I watched little groups of workers cluster around it, bending their heads together over the table, and I had the impression that they were communicating with their new-born super-kinsman. I even got the idea that he was advising them, for those who left the group went directly to work with a fresh impetus.
It was a little like what must go on in a hive as the workers cluster around the queen-mother.
They were very definitely working against time now—perhaps against hours, even minutes.
It was when the black lightning opened a second rift in the wall of shielding light that the last galvanic spasm of activity before the end stirred the workers to their final tasks.
Another red cloud puffed through the wall where the lightning had ripped it but this time the breach did not close. Instead, a horizontal pillar of red light lengthened through the smoke, unfolding straight toward the laboratory walls.
It was then that a bell rang behind me.
The effect was electrifying upon every Mechandroid in the building. Like everyone else I turned to stare. Belem was standing back from his work-table, a look of smugness upon his otherwise expressionless face.
“This is it,” he said.
Even the crowd around the neural-web table thinned as the workers in the laboratory flocked around him to watch.
He had a sphere about the size of a grapefruit, floating in mid-air above his table. He did things to it with quick flashes of light that acted exactly like knives, in that it fell apart wherever the lights touched, but I got the impression that those divisions were much less simple than knife-cuts would be. The light shivered as it slashed and the cuts must have been very complex, dividing molecules with a selective precision beyond my powers of comprehension.
The sphere floated apart. It changed shape under the lights. I am pretty sure it changed shape in four dimensions, because after a while I literally could not watch any more. The shape did agonizing things to my eyes when I tried to focus on it.
When I heard a long sigh go up simultaneously from the watchers I risked a look again.
There were two spheres floating where one had floated before.
“Amoebas can do it,” I said. “What’s so wonderful about reproduction by fission?”
“Don’t bother me,” Belem said. “But get ready to leave when I give the word. There isn’t much time left.” He cast a worried glance at the window.
All over the enormous room an orderly withdrawal was in progress. They had taken down the neural webbing over the big table and were setting up a lower webbing on the table itself, just within the radiation of that cocoon of light. I could see now that the table was no longer supported on legs but floated free of the floor. They were ready to move it, obviously, which must mean that matter-transmission was about to resume operation.

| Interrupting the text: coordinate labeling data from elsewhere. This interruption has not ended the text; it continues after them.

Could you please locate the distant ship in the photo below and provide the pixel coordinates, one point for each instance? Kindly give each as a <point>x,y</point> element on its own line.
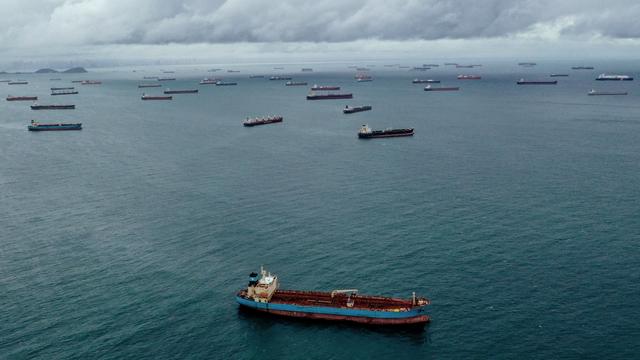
<point>264,295</point>
<point>536,82</point>
<point>64,92</point>
<point>324,87</point>
<point>365,132</point>
<point>185,91</point>
<point>355,109</point>
<point>208,81</point>
<point>21,98</point>
<point>363,78</point>
<point>35,126</point>
<point>605,77</point>
<point>442,88</point>
<point>262,121</point>
<point>314,96</point>
<point>596,93</point>
<point>52,107</point>
<point>155,97</point>
<point>425,81</point>
<point>295,83</point>
<point>469,77</point>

“Take this tube,” Belem said, “and go over to the transmitter. Careful, hold it with the blue side up. I’ll be with you in a minute.”
“Even if you can do it again with the silver marble,” I remarked, taking the tube, “can you be sure you’ll be any better? Nothing much happened when these two spheres shaped up.”
“The marble, as you call it,” Belem said, busily unhooking a glass spiral from its base, “is in effect an electron now, a negatively charged unit. Have you any idea how many tons of repulsion exist between cathode-ray particles, for instance, no matter how far apart they may be?
“You’re about to see a demonstration. The degree of repulsion is practically infinite for our purposes. When you get over there, open the transmitter door—and hurry, will you?”